NATI MORTA
Não há mais fotos nas redes sociais. Não há mais nenhuma aspas. Não sobrou nenhuma réplica de você pela casa. Parece que você nunca existiu. Parece que você nunca nasceu. Quem chega agora em minha vida jamais ouvirá seu nome. Jamais conhecerá suas teimosias e aflições. Nem recordo como era o seu riso, nem recobro como era o seu choro, tampouco vou me esforçar. Emprego toda a minha energia para matá-la em mim.
Não puxo águas antigas do poço de meus olhos, estas águas contaminadas de sua sede. Só bebo palavras novas, palavras potáveis da minha boca. Não falo mais por você. Não calo mais por você.
Tivemos sorte para nos desvencilhar. A educação favoreceu a distância – é uma generosa pá de terra. Não nos atrapalhamos com saudade, telefonemas e surpresas.
Desfrutamos ainda do privilégio de contar com amigos cordatos, que optaram pelas omissões simpáticas dos últimos meses de nossas vidas. Não sofremos constrangimentos, não atravessamos questionamentos das páginas em branco do nosso álbum de retratos.
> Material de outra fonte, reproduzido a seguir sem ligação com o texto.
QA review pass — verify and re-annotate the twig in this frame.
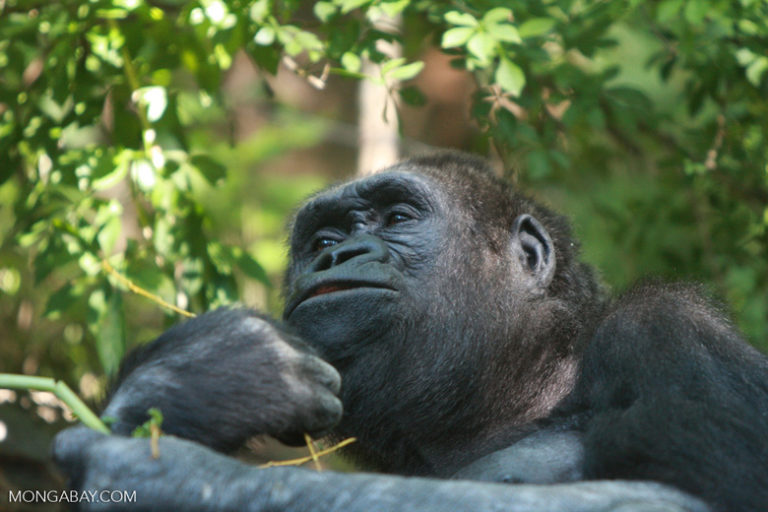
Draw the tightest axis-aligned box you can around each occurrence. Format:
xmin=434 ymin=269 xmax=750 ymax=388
xmin=259 ymin=437 xmax=357 ymax=469
xmin=0 ymin=373 xmax=109 ymax=434
xmin=304 ymin=432 xmax=323 ymax=471
xmin=101 ymin=260 xmax=196 ymax=318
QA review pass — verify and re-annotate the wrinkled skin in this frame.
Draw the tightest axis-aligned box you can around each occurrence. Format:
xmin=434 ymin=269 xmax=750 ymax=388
xmin=54 ymin=154 xmax=768 ymax=512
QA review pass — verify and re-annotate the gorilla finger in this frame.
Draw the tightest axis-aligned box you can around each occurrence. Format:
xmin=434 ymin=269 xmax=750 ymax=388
xmin=301 ymin=355 xmax=341 ymax=395
xmin=51 ymin=426 xmax=106 ymax=476
xmin=301 ymin=391 xmax=344 ymax=436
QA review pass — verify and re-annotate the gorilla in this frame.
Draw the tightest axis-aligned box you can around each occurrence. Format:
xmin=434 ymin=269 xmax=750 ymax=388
xmin=53 ymin=153 xmax=768 ymax=512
E não existe motivo algum para competir comigo. Eu me encontro em idêntico estado. Não guardo vantagem ou desvantagem. Todo separado só tem a memória de curta duração. O amor é um apagão tanto em seu auge quanto em seu fim. O amor é um Alzheimer que atinge duas pessoas ao mesmo tempo.
Ninguém mais falará da gente. Talvez os amigos e familiares até elaborem aproximações, mas mudam de assunto. Somos uma história proibida, uma história silenciada, uma história proscrita.
Retornamos ao anonimato. O esquecimento nos devolveu para antes de tudo. O depois de tudo e o antes de tudo são iguais, com a diferença de que estamos fingindo que não nos conhecemos.
Há uma cumplicidade na separação que nunca conseguimos na convivência. Há uma afinidade na distância que jamais adquirimos juntos. Pela primeira vez em nossa relação concordamos em algo: assentimos em não escrever, em não visitar as páginas de cada um e também não frequentar os mesmos lugares. E nem precisamos combinar, fizemos intuitivamente! Merecemos cumprimentos. Adivinhamos o desejo do outro de modo inédito. Somos a prova viva de que sempre dá certo morar em casas separadas.